Sandy was about Sandy's prophecy about plural marriage, entitled FORCES OF NATURE. Which comes to an end when her and I, and Ben's wife too, all go over to Hawaii for a three-way honeymoon, BRIDE OF CHUCKY style. ~ Last I heard, Sandy still has that love shack down on the beach outside of Savannah, Georgia. ~ Maybe she does, maybe she doesn't, doesn't matter. The original inspired idea is what counts in the long run in the last days. Everything is well that ends well. ~ Think Leonardo DiCaprio meets Richard Burton in some ROMEO AND JULIET remake meets THE TAMING OF THE SHREW remake; playing at some old re-run movie theater in some old small town in Montana, or Idaho, or Park City, Utah. ~ I'm thinking Chloe Moretz and her younger sister, the younger Ms Dakota, cast together in the virginal roles of Juliet and her half sister. ~ Obviously, we will have to return to Verona Beach, California to re-shoot the entire thing on video. ~ GSR/TWN ~ NOTES: Sandy roared onto the sandy shores of New Jersey at the very southern end of Hwy.9. ~ My fallen birthday cake in FALL TIME is about Emma Stone's 24th birthday on November 6. The cake says "HAPPY BIRTHDAY TIME" when we see it lying in the grass, in between shots of my Young Republican GSR/TWN hair line scar on my forehead.
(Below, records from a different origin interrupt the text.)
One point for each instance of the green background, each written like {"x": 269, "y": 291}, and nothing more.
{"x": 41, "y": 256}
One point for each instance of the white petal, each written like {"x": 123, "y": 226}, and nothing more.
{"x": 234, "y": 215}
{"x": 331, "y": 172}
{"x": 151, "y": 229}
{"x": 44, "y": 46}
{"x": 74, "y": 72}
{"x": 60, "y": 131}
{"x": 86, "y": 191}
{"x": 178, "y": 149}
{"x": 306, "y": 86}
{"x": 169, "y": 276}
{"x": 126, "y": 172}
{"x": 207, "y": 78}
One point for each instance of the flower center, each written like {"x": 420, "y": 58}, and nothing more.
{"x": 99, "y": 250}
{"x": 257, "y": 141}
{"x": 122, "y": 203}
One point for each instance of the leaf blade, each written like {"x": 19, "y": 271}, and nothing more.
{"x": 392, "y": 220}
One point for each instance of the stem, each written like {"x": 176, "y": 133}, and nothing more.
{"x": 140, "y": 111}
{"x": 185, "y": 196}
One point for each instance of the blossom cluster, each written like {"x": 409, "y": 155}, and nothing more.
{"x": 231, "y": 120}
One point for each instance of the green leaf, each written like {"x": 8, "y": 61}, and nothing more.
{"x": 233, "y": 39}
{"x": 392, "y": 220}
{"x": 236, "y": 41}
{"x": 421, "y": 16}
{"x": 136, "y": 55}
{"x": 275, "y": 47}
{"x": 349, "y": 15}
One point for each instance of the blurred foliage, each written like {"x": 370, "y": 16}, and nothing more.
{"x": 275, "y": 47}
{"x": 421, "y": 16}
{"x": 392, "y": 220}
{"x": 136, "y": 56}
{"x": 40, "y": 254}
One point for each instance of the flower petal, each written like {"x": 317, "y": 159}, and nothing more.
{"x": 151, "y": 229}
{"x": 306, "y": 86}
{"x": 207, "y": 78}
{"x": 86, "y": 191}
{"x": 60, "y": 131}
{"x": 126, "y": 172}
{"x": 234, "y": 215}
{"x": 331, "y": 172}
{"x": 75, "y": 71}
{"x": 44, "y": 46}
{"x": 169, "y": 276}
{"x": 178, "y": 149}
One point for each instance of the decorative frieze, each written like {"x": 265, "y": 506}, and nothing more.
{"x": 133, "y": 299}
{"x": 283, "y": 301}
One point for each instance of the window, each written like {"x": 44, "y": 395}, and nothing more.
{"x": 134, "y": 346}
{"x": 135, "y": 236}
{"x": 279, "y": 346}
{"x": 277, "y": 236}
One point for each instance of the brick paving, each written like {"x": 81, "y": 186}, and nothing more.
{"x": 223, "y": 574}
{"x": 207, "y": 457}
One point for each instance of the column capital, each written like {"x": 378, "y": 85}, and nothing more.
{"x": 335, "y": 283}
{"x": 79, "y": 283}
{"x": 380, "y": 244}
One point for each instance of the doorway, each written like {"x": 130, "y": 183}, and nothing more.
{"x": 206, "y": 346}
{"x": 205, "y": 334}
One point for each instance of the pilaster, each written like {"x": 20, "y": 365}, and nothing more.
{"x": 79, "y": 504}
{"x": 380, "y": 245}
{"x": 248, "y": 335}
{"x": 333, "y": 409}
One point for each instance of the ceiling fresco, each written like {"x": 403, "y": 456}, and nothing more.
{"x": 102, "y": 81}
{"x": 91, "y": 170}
I.e. the two parties get killed, and the odd man out "lone wolf" LDS missionary guy lives on to back the more conservative anti-communist third party in the White Horse Prophecy. Probably headed up by Mitt Romney et al. Which is why Courteney Cox dumped David Arquette, because he was acting like such an immature man child in FALL TIME, 1994.